I'm way behind schedule on this project. Taking off a few months was intentional; this thing really wears on me for personal reasons and I needed a break. I had hoped to finish the write-up on the flight simulator, but it's at least a couple months away.
In addition, I'm exploring the prospects of animating the breakup, as contrasted to simulating the flight. The flight simulator was intended to play out real physics in a virtual world, to give my best approximation of the flight. But I have no access to the kind of tools it would take to simulate the impact and breakup. This would require vast amounts of structural data and probably a supercomputer to run the sim. But I should at least be able to use an animation tool to show what I think happened and make it more accessible to the reader/viewer. A side-effect of importing from the flight sim into an animation tool is that I can redo all my fairly crude line drawings with much better images. So I may delay the next version in order to at least do the import and redo images, before I get into the animation itself.

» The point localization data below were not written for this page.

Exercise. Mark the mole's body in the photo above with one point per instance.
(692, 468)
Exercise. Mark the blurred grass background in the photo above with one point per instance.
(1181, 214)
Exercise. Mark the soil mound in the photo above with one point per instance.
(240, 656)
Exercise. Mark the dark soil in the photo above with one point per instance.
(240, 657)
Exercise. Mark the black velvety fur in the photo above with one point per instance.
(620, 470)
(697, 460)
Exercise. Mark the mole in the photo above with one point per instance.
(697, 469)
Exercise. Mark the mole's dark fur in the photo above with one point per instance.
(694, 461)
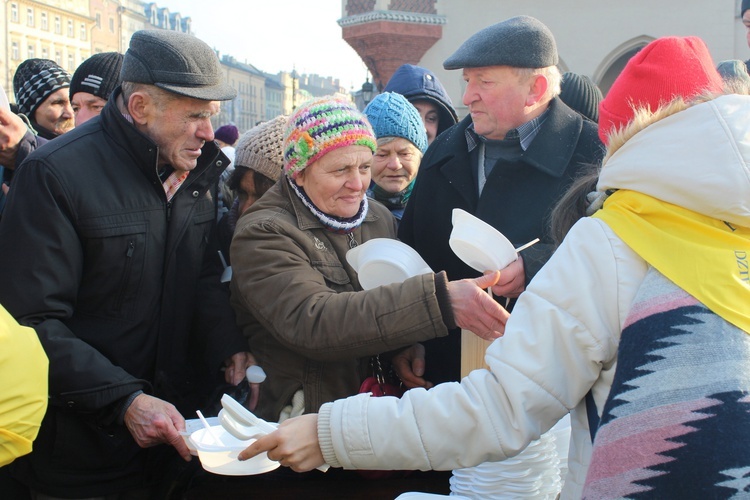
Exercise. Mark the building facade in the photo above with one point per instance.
(69, 31)
(248, 108)
(594, 37)
(59, 30)
(105, 32)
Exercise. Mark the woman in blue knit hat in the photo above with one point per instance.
(401, 140)
(423, 89)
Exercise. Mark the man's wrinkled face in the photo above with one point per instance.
(180, 127)
(496, 99)
(86, 106)
(55, 113)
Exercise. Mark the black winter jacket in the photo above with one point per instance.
(516, 201)
(116, 282)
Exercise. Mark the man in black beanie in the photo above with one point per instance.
(92, 82)
(507, 163)
(103, 251)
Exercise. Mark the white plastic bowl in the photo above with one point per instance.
(192, 426)
(478, 244)
(221, 458)
(382, 261)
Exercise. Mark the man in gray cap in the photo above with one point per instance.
(105, 255)
(506, 163)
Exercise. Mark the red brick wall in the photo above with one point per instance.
(422, 6)
(385, 45)
(354, 7)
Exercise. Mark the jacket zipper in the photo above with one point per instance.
(125, 273)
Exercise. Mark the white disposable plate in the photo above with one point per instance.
(478, 244)
(193, 425)
(382, 261)
(221, 458)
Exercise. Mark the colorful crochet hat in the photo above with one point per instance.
(35, 80)
(391, 115)
(318, 127)
(260, 148)
(664, 69)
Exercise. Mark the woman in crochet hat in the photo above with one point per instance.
(308, 320)
(258, 165)
(423, 89)
(401, 140)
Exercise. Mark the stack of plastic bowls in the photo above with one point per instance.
(533, 473)
(561, 431)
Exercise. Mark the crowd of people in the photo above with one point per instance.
(149, 260)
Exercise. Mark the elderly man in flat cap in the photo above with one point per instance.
(506, 163)
(105, 257)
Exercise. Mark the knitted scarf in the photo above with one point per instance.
(706, 257)
(339, 225)
(677, 420)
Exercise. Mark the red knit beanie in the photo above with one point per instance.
(664, 69)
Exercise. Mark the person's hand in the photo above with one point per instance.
(512, 280)
(294, 444)
(474, 309)
(236, 366)
(234, 372)
(409, 366)
(12, 130)
(152, 421)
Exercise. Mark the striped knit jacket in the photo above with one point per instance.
(676, 423)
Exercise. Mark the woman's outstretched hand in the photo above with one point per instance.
(294, 444)
(474, 309)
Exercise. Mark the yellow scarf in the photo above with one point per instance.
(706, 257)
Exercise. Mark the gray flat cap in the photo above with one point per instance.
(520, 42)
(176, 62)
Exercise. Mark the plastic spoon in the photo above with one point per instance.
(208, 427)
(527, 245)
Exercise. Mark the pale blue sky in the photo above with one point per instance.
(276, 35)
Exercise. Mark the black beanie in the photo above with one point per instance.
(98, 75)
(35, 80)
(581, 93)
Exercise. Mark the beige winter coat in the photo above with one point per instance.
(308, 321)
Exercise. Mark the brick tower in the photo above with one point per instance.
(389, 33)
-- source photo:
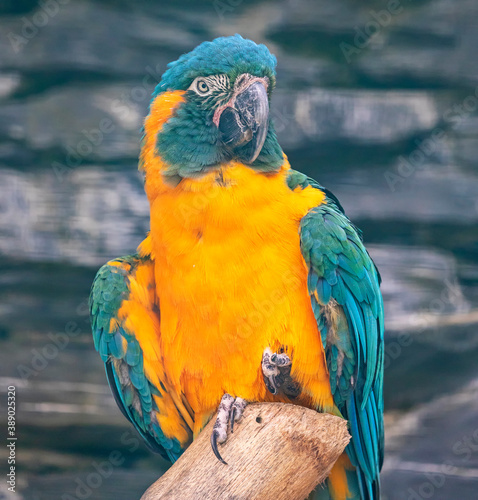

Meanwhile I've posted two interim files, which I've been circulating among my contacts since February. The first of these is a write-up of the missing engine puzzle discussed here in the thread. It will become a chapter in the next version.
https://we.tl/2iOuz04If7
The second is an attempt to understand what was going on in the cockpit. This was pretty creepy, and is why I took a break from the project. This discusses the resources they had to work with, and I try to fit what they might have been doing into the time they had. A pilot friend said he'd forward this to an Electra instructor, but I don't have results yet. I would be very grateful to pilots for their feedback on this write-up and on whether I've come anywhere near the pacing of what would be going on under stress conditions like this.